Turbo Pascal - Spezial


Warum TurboPascal-Compilate nicht auf neueren Systemen laufen, und was man dagegen unternehmen kann.

"Hilfe - meine Pascal-Programmme laufen nicht mehr !" , E-Mails mit diesen und ähnlichen Inhalt erreichten mich in letzter Zeit sehr häufig.

Viele Besucher von Programmer's World berichteten mir davon, daß ihre Programme, welche sie mit Turbo Pascal 7.0 geschrieben hatten, nicht mehr auf neueren Systemen funktionieren würden.

Nach langer Recherche und der kräftigen Mithilfe von Ihnen, liebe Besucherin/lieber Besucher, konnte ich die Lösung des Problems ausfindig machen.

Rechnersysteme, welche als CPU den Pentium II nutzen, führen bei TurboPascal-Compilaten ab der Version 7.0 zu Fehlfunktionen. Aufgrund der hohen Rechnergeschwindigkeit kommt es zu fehlerhaften Resultaten, bei wichtigen Berechnungen ( zB : beim DELAY() - Befehl ).

Dieser Fehler ist mit einen Patch, welcher u.a. auf folgenender URL zu finden ist, behebbar :
http://www.geocities.com/SiliconValley/Hills/1207/files/tp7patch.zip

Im folgenden können Sie einen Auszug aus einen Bericht, der C't lesen, welcher sich ebenfalls mit der Thematik beschäftigt.

Borland-Zeitbombe, c't 7/97, S. 232, gs

Mit dem Pentium II verwandeln sich bislang einwandfrei laufende Programme, die mit Borland Pascal in der Version 7.0 erstellt wurden, in Fehler-Generatoren. Statt wie auf einem Pentium oder Pentium Pro zu laufen liefern sie nur noch einen Runtime Error 200.
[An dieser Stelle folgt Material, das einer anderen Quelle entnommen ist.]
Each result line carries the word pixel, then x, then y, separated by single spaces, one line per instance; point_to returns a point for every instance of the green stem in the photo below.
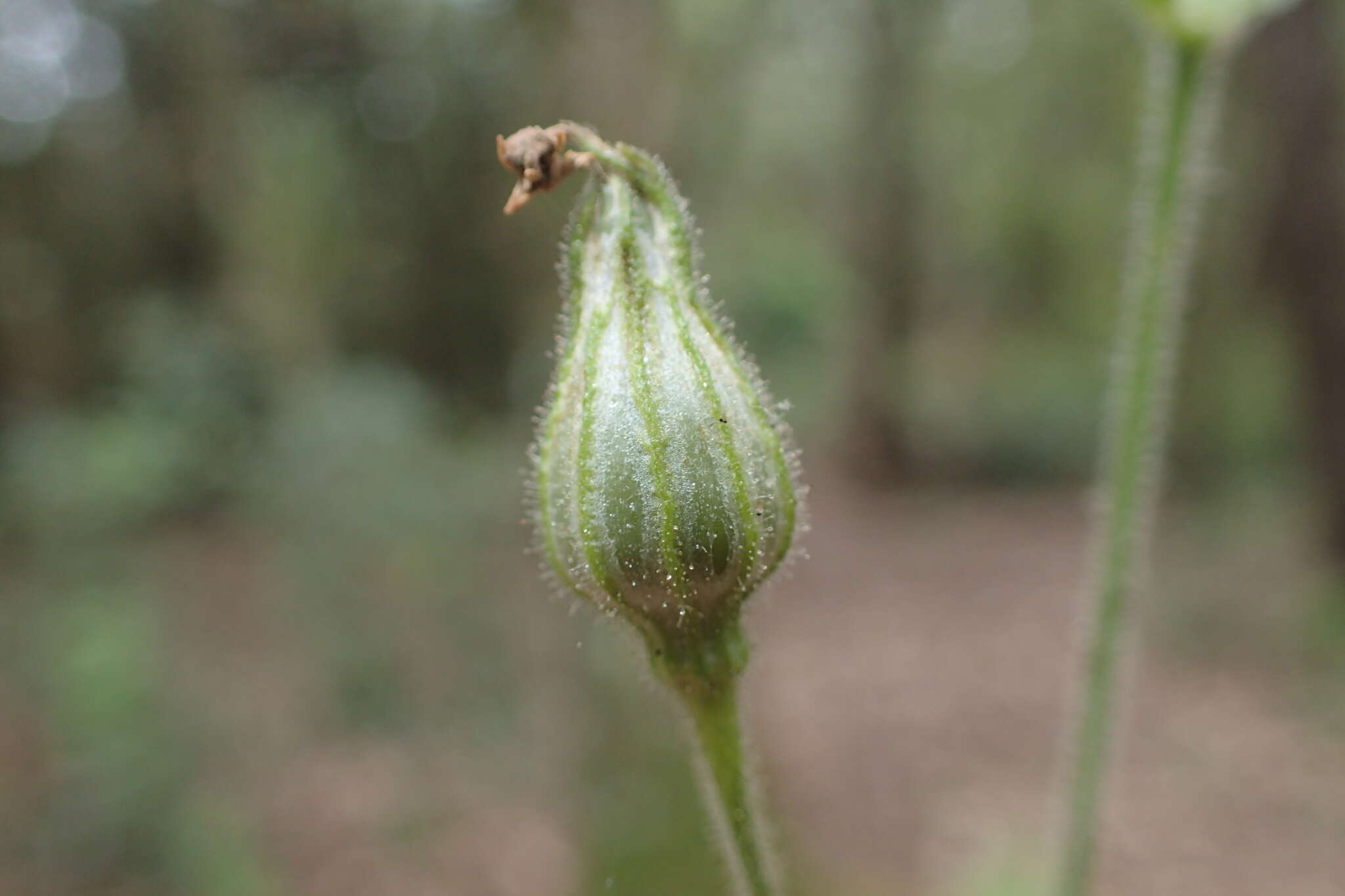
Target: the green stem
pixel 715 716
pixel 1184 86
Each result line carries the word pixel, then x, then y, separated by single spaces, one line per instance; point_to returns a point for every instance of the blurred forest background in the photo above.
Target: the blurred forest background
pixel 268 362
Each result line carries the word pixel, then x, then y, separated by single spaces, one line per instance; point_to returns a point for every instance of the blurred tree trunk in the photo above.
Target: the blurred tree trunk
pixel 1305 242
pixel 884 210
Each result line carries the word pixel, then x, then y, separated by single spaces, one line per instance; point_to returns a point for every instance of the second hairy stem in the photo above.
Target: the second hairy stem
pixel 1181 108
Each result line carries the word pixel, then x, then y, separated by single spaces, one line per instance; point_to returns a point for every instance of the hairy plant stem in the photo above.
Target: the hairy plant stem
pixel 1184 83
pixel 704 673
pixel 715 716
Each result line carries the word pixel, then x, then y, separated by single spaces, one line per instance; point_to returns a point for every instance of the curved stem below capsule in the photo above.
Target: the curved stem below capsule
pixel 715 717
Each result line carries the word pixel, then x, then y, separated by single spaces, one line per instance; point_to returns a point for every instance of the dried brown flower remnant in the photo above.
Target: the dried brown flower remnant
pixel 539 158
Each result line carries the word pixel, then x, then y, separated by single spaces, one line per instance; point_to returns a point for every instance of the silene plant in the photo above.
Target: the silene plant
pixel 666 485
pixel 666 482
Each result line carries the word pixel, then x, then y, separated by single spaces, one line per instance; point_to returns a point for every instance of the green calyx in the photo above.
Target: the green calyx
pixel 665 486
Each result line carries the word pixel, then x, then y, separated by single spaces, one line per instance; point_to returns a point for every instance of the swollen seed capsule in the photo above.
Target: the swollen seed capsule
pixel 665 485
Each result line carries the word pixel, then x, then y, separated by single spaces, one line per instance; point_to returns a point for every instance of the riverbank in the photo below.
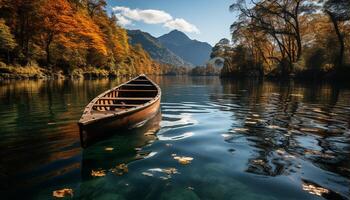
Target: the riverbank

Will man auf ältere BP7-Programme nicht verzichten und den Rechner nicht künstlich ausbremsen, sind verschiedene Wege möglich. Wer BP7.0x samt Run Time Library (RTL) und die Programmsource besitzt, kann in CRT.ASM die fehlerhafte Routine korrigieren und mit Make die TPL-Dateien neu erstellen.

Im Regelfall verfügt man jedoch nur über die EXE-Datei. Hier hilft ein einfacher Patch eines Bytes weiter: statt durch 55 teilt man durch einen größeren Wert. Dadurch wird Delay zwar etwas verlangsamt, was sich aber nur in den seltensten Fällen kritisch auswirken dürfte. Ich schlage gleich eine Verdopplung von 55 auf 110 vor, dann hat man ein wenig Reserve. Das kann man mit einem Debugger machen, oder mit diversen Patch-Tools. Zum Beispiel mit dem c't-Programm SAR.